SEC accuses Musk of violating a settlement agreement reached last year, and it was required that he obtain pre-approval for social media on the electric car company.

Musk's appearance in the Manhattan court surprised the crowd. Judge Alison Nathan is tasked with weighing the SEC's request to keep Musk contempt. It is unclear when Nathan will speak.
If she is sitting with regulators, Musk can meet another hefty fine and further limitations on his social media use. The judge could exercise Musk from the CEO, although she is not expected to rule so hard. Nathan can also evict the settlement with the SEC, effectively reopening the agency's lawsuits against Musk and Tesla.

SEC claims that Musk violated its deal in 201[ads1]8 when he said in a February 19 tweet that Tesla will make around 500,000 cars in 2019 Hours later he wrote another tweet saying the company will actually deliver 400,000 cars this year.

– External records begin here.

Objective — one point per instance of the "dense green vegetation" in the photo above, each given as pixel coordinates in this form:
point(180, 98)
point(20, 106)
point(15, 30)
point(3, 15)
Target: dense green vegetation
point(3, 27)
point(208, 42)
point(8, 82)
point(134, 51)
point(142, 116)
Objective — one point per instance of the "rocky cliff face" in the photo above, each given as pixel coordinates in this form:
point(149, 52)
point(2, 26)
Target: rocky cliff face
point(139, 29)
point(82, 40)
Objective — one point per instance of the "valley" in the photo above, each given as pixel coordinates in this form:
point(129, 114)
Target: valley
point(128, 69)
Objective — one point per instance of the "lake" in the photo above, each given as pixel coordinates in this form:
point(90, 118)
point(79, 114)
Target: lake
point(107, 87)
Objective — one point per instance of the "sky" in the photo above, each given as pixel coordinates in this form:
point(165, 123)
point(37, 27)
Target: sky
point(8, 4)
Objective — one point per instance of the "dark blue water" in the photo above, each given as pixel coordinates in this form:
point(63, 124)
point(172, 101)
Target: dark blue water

 Why Tesla Needs Elon Musk

Musk's standoff with the SEC began last year when he claimed in a tweet that he "considered" to take Tesla privately at $ 420 per share and that he had secured funding for the deal. It sent the Tesla shelf.

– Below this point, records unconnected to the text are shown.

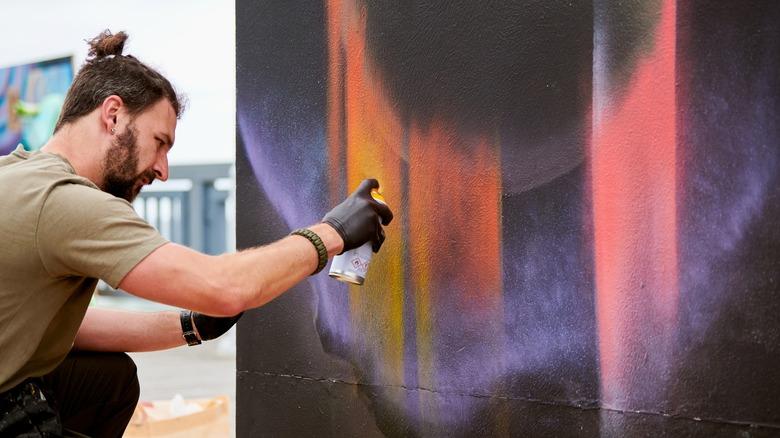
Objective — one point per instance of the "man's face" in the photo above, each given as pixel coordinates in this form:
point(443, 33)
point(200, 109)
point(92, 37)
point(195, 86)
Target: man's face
point(138, 155)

But the secretary later said that the funding was not actually secured, and the agency accused him of a case for misleading investors. Musk initially signed that he would fight the agency, but weeks later, the regulators announced that he and Tesla had agreed to settle agreements that saddled them with $ 40 million in fines and demanded Musk to go down as the company's leader. He retained the role of CEO.

  Elon Musk arrived at the federal court in Manhattan before the hearing.
In a December interview with "60 minutes" Musk also said that he would not allow all his tweets to be proofread, even though he insisted that he planned to comply with the settlement terms out of "respect" for the "court system."

After he posted the wrong tweet in February, the SEC turned back by submitting a new suit and asked a federal judge to hold him in contempt. The agency claimed that Musk had "not done a diligent or good faith effort" to comply with the settlement and pointed to his interview "60 minutes" as evidence that he did not take the terms seriously.

The escalating situation and other irregular behavior of Musk left many investors wondering what it would mean for Tesla if the famous CEO was discontinued from the company. A barclays analyst suggested that Tesla's share has a $ 130 "Muscle Prize" that may disappear if he leaves.

Elliot Lutzker, a securities lawyer at Davidoff Hutcher & Citron LLP and a former SEC prosecutor, said on Thursday he believes the court will consider Tesla's well-being by deciding whether or not to punish Musk.

"The court will not harm Tesla shareholders," said Lutzker CNN Business in an email on Thursday. "I don't think the court will keep him in contempt. Rather, it will likely lead to greater fines."